Embedded Wednesdays: A Crash Course in C - Part 1 - Integers

When we did a post-mortem on the first in-person session of Embedded Wednesdays, the embedded systems programming course that I lead at ENTS, the biggest issue was the need for more information about the C language.

Now that we have had an introduction to embedded systems programming, it’s time to introduce the C language.

#pragma section(introduction)

I covered the history of C in my programming language post, so we know why C is still around and how long it’s been here for, and the fact that it has a lot of traction in embedded systems. In the next group of posts I will be providing an introduction to C. This will be a crash course for some and a review for others.

#pragma section(data, integer)

C provides numerous built-in data types; integers, floating point, pointers, enums, arrays, structures, and unions. This week we will start with integers, later we will move on to the other data types.

Integers are numbers that don’t have a fractional part, just the whole number part. You use integers for counting, calculating, and in C, defining the size of arrays and controlling loops. Integers are stored in variables which are memory locations which are given a name so they can be used later. Think of them like the X in all of those algebra problems you had in high school. A name with a value.

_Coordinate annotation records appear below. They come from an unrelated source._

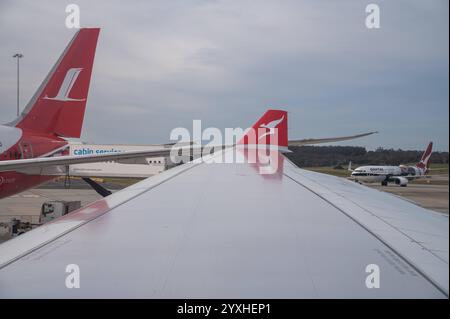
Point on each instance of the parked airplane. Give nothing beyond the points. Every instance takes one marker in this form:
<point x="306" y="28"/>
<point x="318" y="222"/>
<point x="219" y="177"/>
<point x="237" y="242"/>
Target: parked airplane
<point x="399" y="175"/>
<point x="32" y="145"/>
<point x="210" y="230"/>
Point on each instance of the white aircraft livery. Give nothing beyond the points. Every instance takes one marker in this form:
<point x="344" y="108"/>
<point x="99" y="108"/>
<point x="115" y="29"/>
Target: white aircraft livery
<point x="399" y="175"/>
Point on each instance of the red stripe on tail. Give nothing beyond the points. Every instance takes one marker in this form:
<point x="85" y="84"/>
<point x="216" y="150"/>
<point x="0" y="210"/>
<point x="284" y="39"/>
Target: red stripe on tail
<point x="425" y="160"/>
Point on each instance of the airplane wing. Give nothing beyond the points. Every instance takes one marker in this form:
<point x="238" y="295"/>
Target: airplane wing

As I have said previously, computers are really stupid, they have a restriction on the size of a number that you can hold in a variable. If the number you store is too big for the variable, the computer will store whatever it can and not tell you that it threw the rest away. It’s like if we were to write a program and create a variable that can only hold an integer in the range 0 to 99, and we stubbornly decide to try to store the value 100. The program will actually store 0. This is the basis of the Y2K problem that you may have heard of. [1]

How big can an integer be? Since the range of values that an integer variable can store are not specified in the C standard, the people that write your compiler will decide for you and there is no consensus. You should figure out what range of values the variables can handle before you use them, but nobody ever does and things occasionally break. To avoid this problem some header files were included in the 1999 version of C to avoid some of the popular sources of bugs. So let’s introduce our first best practice, don’t use the built-in data types like int and float.

The header file stdint.h that comes with your compiler defines a bunch of integer types that tell you how big they are and if they are signed or not. Our first bit of C code looks like this:

#include < stdint.h >
uint32_t unsigned32BitInteger;
int8_t signed8BitInteger;

This bit of code shows how to use the stdint header file, then requests storage for two integers. The first integer uses the uint32_t type and has the name “unsigned32BitInteger”. The second one uses the int8_t type and has the name “signed8BitInteger”.

The names must start with an alphabetic character or the underscore “_” symbol, they cannot start with a number, and they cannot have special characters in them like dots and splats (‘*’). Upper and lower case characters can be used, but the case is important, ab, Ab, aB, and AB are all different.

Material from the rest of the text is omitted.